His malaria attack subsided with the penetrating rays of the sun upon his shivering wet body. He stood swaying, putting complete effort into remaining on his feet as he waited for the guard. Feeling the poke of a bayonet in the small of his back he dutifully moved forward and onto a waiting truck. Minutes later he was at the train depot that three years before he, Norman, and Johnny Mead had been assigned to guard.
“You get water.” The Jap guard pointed.
A Filipino came to Lucian, purposefully bumping into him and spilling a cup of water on him. He slid a piece of paper into his hand with the empty cup and guided him to the faucet in the waiting room for it to be refilled.
“This note.

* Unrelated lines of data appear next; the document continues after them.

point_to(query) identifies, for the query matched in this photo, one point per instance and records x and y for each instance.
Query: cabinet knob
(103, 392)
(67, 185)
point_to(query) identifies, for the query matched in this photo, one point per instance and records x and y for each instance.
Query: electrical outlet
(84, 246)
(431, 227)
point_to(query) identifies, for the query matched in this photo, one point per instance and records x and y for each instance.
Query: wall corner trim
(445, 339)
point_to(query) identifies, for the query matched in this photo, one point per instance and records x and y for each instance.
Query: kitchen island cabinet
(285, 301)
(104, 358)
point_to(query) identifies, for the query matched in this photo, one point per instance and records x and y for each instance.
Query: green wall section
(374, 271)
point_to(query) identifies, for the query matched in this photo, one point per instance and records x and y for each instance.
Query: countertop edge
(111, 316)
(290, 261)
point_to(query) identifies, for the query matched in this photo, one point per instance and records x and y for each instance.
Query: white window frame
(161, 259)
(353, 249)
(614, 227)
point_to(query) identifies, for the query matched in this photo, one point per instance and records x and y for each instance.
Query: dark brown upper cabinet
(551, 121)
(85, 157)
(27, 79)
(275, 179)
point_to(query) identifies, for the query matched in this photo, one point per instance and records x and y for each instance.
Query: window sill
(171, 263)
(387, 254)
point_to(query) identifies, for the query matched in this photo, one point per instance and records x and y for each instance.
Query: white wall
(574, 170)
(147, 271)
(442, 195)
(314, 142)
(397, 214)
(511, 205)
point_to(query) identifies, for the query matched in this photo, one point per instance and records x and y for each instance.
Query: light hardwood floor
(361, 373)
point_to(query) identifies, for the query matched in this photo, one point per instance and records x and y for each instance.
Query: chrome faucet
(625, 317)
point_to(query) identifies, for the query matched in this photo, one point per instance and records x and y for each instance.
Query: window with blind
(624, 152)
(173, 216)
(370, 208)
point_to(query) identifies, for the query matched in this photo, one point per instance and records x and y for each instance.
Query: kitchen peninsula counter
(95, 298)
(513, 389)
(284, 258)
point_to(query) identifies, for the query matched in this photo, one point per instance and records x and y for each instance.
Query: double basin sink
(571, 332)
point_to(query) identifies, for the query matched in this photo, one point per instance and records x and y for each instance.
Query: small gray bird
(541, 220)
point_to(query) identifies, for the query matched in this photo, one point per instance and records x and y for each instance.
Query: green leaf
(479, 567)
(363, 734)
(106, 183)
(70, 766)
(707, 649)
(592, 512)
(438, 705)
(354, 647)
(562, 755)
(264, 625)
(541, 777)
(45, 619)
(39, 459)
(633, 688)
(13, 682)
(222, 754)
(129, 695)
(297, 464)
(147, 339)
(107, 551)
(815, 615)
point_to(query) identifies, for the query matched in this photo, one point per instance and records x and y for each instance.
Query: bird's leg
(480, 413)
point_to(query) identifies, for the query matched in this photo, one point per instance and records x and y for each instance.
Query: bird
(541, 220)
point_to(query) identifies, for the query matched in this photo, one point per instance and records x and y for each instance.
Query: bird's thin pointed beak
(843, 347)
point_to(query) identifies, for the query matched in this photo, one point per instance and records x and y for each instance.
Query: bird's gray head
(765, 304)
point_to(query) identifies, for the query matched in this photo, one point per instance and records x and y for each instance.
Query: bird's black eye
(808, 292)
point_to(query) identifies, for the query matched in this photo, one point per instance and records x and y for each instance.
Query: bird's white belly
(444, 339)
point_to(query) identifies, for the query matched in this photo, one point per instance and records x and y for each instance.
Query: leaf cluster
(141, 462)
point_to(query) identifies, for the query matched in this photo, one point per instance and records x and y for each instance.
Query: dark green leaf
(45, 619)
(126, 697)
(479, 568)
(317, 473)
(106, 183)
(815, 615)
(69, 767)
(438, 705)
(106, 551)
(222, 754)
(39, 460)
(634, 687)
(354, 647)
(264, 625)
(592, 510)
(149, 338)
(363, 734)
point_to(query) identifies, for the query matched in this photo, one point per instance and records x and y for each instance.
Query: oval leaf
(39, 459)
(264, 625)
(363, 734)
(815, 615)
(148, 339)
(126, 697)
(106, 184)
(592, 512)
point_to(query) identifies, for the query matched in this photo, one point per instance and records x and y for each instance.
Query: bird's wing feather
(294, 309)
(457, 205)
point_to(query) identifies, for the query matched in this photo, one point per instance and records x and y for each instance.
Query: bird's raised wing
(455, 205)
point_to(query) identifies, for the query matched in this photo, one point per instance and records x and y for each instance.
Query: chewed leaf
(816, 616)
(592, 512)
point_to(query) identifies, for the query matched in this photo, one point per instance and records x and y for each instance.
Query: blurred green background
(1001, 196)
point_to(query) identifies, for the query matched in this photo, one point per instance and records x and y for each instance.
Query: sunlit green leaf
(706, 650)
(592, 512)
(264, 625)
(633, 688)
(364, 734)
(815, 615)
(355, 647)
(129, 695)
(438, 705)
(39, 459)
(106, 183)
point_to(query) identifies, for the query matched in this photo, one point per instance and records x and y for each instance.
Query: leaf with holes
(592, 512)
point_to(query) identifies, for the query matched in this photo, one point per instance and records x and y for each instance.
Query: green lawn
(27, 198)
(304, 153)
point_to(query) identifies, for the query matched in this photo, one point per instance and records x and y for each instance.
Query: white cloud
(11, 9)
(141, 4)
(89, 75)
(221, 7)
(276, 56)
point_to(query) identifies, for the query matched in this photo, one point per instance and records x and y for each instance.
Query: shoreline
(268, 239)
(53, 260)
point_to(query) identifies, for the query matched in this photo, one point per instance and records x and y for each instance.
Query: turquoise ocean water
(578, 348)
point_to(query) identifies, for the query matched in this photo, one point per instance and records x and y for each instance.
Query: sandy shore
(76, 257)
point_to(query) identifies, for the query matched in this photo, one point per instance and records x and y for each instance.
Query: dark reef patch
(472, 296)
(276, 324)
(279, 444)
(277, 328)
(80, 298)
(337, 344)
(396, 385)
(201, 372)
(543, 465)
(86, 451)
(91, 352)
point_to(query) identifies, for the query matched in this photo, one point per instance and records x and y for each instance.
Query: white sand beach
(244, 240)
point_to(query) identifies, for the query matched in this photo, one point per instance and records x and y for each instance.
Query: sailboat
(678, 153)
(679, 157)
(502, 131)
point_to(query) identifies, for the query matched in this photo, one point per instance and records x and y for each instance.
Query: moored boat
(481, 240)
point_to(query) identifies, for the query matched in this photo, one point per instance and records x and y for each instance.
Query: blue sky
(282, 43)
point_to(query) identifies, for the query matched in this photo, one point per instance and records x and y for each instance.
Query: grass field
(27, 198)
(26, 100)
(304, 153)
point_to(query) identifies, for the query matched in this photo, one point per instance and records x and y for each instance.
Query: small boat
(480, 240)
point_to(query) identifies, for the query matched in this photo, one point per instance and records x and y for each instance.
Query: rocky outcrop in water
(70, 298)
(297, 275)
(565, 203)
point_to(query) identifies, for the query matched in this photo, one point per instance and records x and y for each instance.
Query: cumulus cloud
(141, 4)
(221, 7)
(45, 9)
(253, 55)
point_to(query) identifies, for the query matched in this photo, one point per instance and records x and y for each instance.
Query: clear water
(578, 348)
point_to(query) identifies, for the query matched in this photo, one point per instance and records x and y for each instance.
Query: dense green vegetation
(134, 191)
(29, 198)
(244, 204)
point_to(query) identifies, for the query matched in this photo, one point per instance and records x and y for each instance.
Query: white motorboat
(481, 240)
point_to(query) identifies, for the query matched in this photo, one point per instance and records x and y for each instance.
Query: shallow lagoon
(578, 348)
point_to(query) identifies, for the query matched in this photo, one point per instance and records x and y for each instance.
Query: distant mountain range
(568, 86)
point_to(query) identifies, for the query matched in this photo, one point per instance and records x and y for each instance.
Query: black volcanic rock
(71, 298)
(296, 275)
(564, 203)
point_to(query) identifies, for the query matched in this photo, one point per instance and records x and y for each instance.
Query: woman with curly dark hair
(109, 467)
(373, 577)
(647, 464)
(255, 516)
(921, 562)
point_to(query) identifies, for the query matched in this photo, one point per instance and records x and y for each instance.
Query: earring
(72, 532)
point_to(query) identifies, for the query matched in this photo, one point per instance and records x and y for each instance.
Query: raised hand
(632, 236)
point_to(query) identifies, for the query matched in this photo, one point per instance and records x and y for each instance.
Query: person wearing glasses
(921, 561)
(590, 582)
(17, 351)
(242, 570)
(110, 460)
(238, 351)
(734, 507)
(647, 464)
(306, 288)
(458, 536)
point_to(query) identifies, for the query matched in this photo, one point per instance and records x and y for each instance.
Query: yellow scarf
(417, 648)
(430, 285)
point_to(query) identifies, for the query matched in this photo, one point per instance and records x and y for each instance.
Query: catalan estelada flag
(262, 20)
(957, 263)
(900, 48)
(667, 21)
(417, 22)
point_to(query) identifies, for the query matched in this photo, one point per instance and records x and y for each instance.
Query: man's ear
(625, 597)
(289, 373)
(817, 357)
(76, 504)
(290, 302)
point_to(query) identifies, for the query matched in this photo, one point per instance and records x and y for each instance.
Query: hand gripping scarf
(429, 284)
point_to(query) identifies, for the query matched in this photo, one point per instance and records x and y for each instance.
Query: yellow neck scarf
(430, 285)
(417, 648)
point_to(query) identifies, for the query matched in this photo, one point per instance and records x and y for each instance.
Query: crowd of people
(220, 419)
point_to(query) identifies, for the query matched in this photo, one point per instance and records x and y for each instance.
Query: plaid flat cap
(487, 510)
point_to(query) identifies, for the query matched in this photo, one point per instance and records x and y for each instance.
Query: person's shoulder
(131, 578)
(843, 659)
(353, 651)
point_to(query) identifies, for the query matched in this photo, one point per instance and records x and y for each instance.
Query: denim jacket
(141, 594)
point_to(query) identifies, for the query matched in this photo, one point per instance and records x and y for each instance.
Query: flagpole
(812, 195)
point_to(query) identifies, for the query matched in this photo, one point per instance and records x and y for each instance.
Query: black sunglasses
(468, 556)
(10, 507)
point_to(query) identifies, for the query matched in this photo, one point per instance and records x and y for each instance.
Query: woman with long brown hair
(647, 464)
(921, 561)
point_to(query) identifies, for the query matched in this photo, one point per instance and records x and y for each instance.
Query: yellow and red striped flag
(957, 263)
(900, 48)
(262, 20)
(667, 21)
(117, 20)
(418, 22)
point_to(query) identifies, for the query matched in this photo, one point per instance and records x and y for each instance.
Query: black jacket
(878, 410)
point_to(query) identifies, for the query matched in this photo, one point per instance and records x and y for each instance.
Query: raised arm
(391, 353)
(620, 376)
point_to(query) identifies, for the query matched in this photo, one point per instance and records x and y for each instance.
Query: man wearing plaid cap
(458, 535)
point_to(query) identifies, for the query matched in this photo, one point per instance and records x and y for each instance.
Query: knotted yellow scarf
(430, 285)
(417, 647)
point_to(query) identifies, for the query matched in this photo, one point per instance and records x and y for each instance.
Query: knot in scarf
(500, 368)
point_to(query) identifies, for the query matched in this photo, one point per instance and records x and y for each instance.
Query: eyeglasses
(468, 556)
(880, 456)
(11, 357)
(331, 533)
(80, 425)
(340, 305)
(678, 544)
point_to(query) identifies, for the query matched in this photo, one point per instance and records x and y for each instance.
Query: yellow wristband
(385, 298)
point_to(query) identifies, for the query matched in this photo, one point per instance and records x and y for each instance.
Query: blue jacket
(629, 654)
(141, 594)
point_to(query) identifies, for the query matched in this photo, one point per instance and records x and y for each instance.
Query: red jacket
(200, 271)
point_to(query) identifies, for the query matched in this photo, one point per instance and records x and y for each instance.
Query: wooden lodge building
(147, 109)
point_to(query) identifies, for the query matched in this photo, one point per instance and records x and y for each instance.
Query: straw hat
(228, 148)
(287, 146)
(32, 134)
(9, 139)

Read quickly and destroy,” he said, filling the cup and handing two quinine pills to the sickly American. “Take these quickly. The Jap not looking.”
Lucian eagerly swallowed and focused on the note held close to him.
“To L P. I am at SR. Look for MS. Blow boiler at highway xing return trip. I will be there to get you. N P.”
“Norm is at Santa Rosa. It’s over,” he sighed quietly.
“You drink water,” the guard yelled.
Lucian put the small crumpled paper in his mouth, chewed, and swallowed with another cup of water. He decided to continue drinking until the guard ordered him back.
“Tell my brother I got the message and understand,” Lucian whispered to the Filipino messenger. The man nodded and quickly departed. “Thanks,” he offered tiredly. The Filipino nodded without expression.
The quinine must have been sent by Norman, he thought. Thank you God! Thank you! He struggled back to the rails, waiting for the engine to come up the tracks to where he stood with the guard. A Filipi
no would be engineer with him. He guessed the Japs didn’t totally trust the Filipinos and wanted an experienced American.
The antiquated steam engine, identical with a few exceptions to the one owned by his pa in Warm Springs, made its way to the loading platform where he waited. He thought he knew the man at the controls and at gunpoint found his way into the cab with the Filipino almost half his height.
“Say nothing, Lucian,” Manuelito urged. “You don’t know me.”
“But how?”
“Papers. I showed my Filipino Certificate of Operations and asked for work. I told them I want to help Japs. They agreed to give me the train today. I almost didn’t get it. Good luck I guess. Shhh,” he whispered. “Guards coming aboard now. I load fuel. Be fireman. You sit and drive.”
Lucian was grateful to the faithful friend who had been a benefactor so often. Through Manuelito and his contacts Lucian had been able to smuggle food, medicine, and hard currency to the prisoners at Cabanatuan for over a year. Manuelito had risked his life. And although he had never seen Norman since the Death March he knew he had been behind the smuggling. He had received notes, quinine, sulfa, and other items that had made it possible to survive the tortures of prison life.
The familiar-looking Jap angrily approached Lucian. Lucian studied the face carefully for any hint of where he had seen it before.
“Go now!” the Jap guard ordered him. He raised his rifle menacingly then mocked him with a sinister grin.
“Johnny,” Lucian muttered under his breath as he recognized the man’s face, the missing teeth, the scar. “I told Norm I’d kill him.” He nodded silently with satisfaction.
The ill-tempered killer of Lucian and Norman’s cousin stood guard with rifle at the ready on Lucian’s side of the engine compartment. Another guard stood facing out on Manuelito’s side. Their backs to the fireman and engineer so they could look out of either side during the ride to San Fernando, Lucian and Manuelito talked by sign language, whispers, and hatched the escape plan and destruction of the train.